For the second day in a row, Apple is making hi-tech headlines in Israel. On Tuesday, a report said that Apple was considering spending up to $500 million on Israeli flash memory startup Anobit – and on Wednesday, Globes reported that Apple is planning to open a development center in Israel, its first outside the U.S.

By doing so, Apple will finally be joining other global tech leaders who have, for years, had large development centers in Israel. Microsoft has nearly 1,000 people working on R&D in Israel – and its teams here have come up with some important innovations, such as the networking technology at the center of every version of Windows for the past decade. Google has not one, but two development centers in Israel – the only country in the world outside the U.S. so honored. Much of Intel's laptop technology was developed at its two R&D centers in Israel. And Motorola – which first set up shop in Israel in 1964 – Cisco, IBM, Oracle, and many others have been here for decades.

Apple currently has only one development center, at is Cupertino, California headquarters. Often, when foreign tech companies acquire Israeli companies, they convert the local office of the startup they've bought into a “development center” - as, for example, CAD software giant Autodesk did last year when it acquired Israel's PlanPlatform – but according to Globes, Apple had made the decision to set up an Israeli development center even before beginning talks with Anobit on its possible acquisition,

According to the report, Apple has hired Aharon Aharon, currently Chairman of the Board of Camero, located outside of Netanya. Aharon is a veteran of IBM and in the past ran the Israel design center for Zoran (now CSR). Camero specializes in Radio Frequency (RF) based imaging systems, and is known for its through wall imaging systems have become the solution of choice for top military and law enforcement agencies throughout the world, according to the company.

For a major hi-tech company, Apple has invested very little in development – as little as 2% of its total sales, considered a very small percentage in the hi-tech world. The vast majority of Apple staff engage in sales and support. Apple is said to have some $80 billion in the bank, and has been shopping around for ways to invest and grow their business, according to Silicon Valley insiders. Many of Apple's products are manufactured in China, but its main support centers are in the U.S. Several years ago Apple planned to open a tech support center in India, but the plan was scrapped for various reasons.

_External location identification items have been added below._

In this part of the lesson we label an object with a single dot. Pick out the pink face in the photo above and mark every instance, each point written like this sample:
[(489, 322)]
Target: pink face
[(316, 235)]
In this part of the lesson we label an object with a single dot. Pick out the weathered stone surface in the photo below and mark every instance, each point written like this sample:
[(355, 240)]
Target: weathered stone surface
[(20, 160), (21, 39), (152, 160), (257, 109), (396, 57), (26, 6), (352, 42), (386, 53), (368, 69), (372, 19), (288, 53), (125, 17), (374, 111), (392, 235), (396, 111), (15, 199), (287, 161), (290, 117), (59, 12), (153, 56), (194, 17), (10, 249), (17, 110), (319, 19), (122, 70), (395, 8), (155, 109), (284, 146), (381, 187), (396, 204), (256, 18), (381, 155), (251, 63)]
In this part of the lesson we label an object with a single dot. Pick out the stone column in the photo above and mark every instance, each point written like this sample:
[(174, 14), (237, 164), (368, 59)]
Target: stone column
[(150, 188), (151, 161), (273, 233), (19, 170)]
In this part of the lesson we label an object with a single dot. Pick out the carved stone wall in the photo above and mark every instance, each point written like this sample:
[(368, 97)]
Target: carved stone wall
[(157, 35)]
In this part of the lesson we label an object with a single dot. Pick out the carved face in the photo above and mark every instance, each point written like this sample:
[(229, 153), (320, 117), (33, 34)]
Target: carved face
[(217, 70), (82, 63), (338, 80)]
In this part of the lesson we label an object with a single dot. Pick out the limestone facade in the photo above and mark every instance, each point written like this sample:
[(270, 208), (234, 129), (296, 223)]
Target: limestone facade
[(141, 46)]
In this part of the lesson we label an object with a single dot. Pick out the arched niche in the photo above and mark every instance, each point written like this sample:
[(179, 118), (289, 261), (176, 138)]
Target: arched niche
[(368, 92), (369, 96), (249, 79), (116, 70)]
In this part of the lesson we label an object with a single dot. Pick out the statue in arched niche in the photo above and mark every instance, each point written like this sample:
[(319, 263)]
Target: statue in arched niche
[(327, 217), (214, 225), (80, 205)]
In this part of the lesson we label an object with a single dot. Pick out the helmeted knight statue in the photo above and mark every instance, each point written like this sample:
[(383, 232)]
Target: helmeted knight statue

There was no word on when the Apple development center would open, but Aharon will reportedly be traveling to California where he will learn firsthand about the “Apple Way” before opening and managing the center here. Apple corporate VP R&D Ed Frank is currently visiting Israel, said to be exploring options for the development center. Frank's specialty is semiconductors, and he has worked at several senior positions at Broadcom, another multinational with Israeli roots. By seeking to open a development center in Israel, Apple is joining what has become a tradition among multinational tech companies – picking up some of their best ideas in Israel and bringing them to the rest of the world.